When son Daniel, for whom I am the wicked stepmother, suggested that my stomach pains were probably "old age," I thought it was just another way to insult me. But, then, I though--well, yes--a 38-year-old would think that old age is a disease. For him, it was a statement of fact.
The people in the emergency room were wonderful, the pain excruciating to unbearable=my own emotional state going from "Do I have my affairs in order?" to "I'll probably wake up in the morning minus a gall bladder."
But no, after CT-Scan, x-ray, ultrasound, ekg, and endoscopy, I have 2 ulcers, not caused by NSAIDS or H Pylori. So I take all that medication that I've often scorned--why don't people just eat right--like me--I eat right.
Well, there you have--Daniel, dear stepson--diagnostician--Old age????

Monday, April 19, 2010

Springtime and Grieving Friends: Another Monday with Niko

     Once again at the cafe, sipping coffee at an open window, looking out onto a resounding splash of orange tulips, getting a little past their prime, but that makes them all the more beautiful (said by someone certainly past her so-called prime). So these orange tulips have wide open petals, not forming those tightly closed ones that we imagine when someone says "tulip." These orange tulips--and, really, orange is the only name for them--there is no subtlety here--look like ever so many Tibetan monks, arms spread wide toward the heavens, and I know if I listened closely, I could hear the earthy "ooooommmm." Buddhist monk tulips.
     I have just returned from Reno, visiting those friends I wrote about here last fall. Their son, a young man I had known since he was a child, died at age 30. When I contacted them then, offering to visit, V. replied, "Thanks, but no thanks--we are seeing only therapists and lawyers, but I will let you know when, if ever, we are able to see anyone." That when was about a month ago, when I received the email.  "know your lives are busy, but would appreciate a visit," sent to me and our other friend, Elise. And we got right on it.
It was a hard weekend in so many ways--there are no words of comfort, as we know, for someone who has lost a child--an only child.
     There is nothing to offer in terms of words, so we offered our presence. Listening, asking a few questions, backing off when we heard, "I don't want to talk about it." We went for short walks, played frisbee with the dog Blue, saw Pyramid Lake, saw V's paintings, ate vegetarian minestrone and E's fresh bread, and went to a thai restaurant our final evening. We spoke of many things, but, especially with V., they all circled back to the lost son.
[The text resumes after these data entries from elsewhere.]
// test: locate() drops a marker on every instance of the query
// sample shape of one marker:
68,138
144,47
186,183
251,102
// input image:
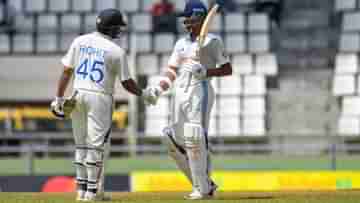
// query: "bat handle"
74,95
188,82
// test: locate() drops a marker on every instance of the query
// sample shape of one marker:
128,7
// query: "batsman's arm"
168,78
131,86
224,70
64,81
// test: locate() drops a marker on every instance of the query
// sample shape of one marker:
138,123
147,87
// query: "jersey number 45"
95,73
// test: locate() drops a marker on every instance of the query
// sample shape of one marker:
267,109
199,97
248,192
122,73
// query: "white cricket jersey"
96,60
212,55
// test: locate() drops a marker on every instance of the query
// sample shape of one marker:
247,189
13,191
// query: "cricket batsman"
95,60
190,71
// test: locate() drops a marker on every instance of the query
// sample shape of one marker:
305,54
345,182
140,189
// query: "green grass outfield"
255,197
163,162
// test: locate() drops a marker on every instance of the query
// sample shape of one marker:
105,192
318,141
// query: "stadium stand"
346,79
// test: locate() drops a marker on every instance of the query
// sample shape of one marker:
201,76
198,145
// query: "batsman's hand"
151,95
196,68
57,107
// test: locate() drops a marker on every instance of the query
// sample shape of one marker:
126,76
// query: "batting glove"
57,107
199,71
151,94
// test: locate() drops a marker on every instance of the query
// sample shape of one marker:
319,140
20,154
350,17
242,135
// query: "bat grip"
188,82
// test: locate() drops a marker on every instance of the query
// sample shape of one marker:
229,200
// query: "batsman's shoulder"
212,36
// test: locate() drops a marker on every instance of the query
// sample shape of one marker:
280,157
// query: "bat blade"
206,25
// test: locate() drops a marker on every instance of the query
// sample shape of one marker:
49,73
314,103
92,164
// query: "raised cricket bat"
201,38
205,29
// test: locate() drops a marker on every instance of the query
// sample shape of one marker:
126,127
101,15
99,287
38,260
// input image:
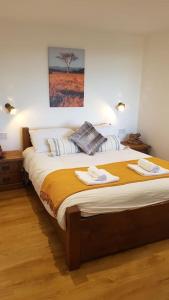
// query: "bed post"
73,254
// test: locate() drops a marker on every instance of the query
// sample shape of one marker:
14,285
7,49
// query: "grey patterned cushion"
87,138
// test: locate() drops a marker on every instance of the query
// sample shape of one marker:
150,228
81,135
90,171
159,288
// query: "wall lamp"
121,106
10,108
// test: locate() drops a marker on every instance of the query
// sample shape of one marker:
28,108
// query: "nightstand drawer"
8,167
10,178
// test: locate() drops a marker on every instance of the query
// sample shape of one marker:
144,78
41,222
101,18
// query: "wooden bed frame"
104,234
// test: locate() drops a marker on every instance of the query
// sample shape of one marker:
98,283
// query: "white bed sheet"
96,201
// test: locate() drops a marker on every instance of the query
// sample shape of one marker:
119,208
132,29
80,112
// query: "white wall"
113,73
154,104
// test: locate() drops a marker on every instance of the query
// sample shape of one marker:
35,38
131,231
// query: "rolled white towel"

And so, with fruit trees in bloom, tulips past their prime, leaves on the big trees finally emerging, slowly, as if to be cautious with their entrance, making certain it's dramatic, with people tucking into yogurt and granloa, burritos, muffins, and cappuccino, and a cool breeze coming in through the open window, on this mild, sunny day, we know that grief lives in this world, and that no matter how much we mistakenly want to see spring as a symbol of ressurection (But Jesus is not a tulip! protested my bishop), as uplifted as we all feel with warm weather, it is small comfort, if any, for those who mourn.

Monday, April 12, 2010

Port Lavaca Main Street Theatre

Just got home from there--the PLMST--who did my breast cancer play, "...And Sarah Laughed." I think there's nothing remarkable about this play that I wrote 19-20 years ago. Fresh from my own breast cancer, angry and scared, I was trying out what I thought I knew about playwriting. But this cast and their director put their hearts into this little play, which they did love and did inspire them. In tiny Port Lavaca theatre, my heart was filled with the poignancy of seeing such hard work on the stage---and the excitement and nervousness because I was there. All cast members are either survivors (Sarah, played by Rebecca, three years out from breat cancer; the doctor, in real life, stage 4 colon cancer)--a whole bunch of survivors and caretakers here. And after the play, I get this beautiful hand-sewn beach bag filled with mementos and some good Tex-Mex.

I'll upload a picture soon--of Betty and the cast and that refurbished movie theatre called Port Lavaca Main Street Theatre.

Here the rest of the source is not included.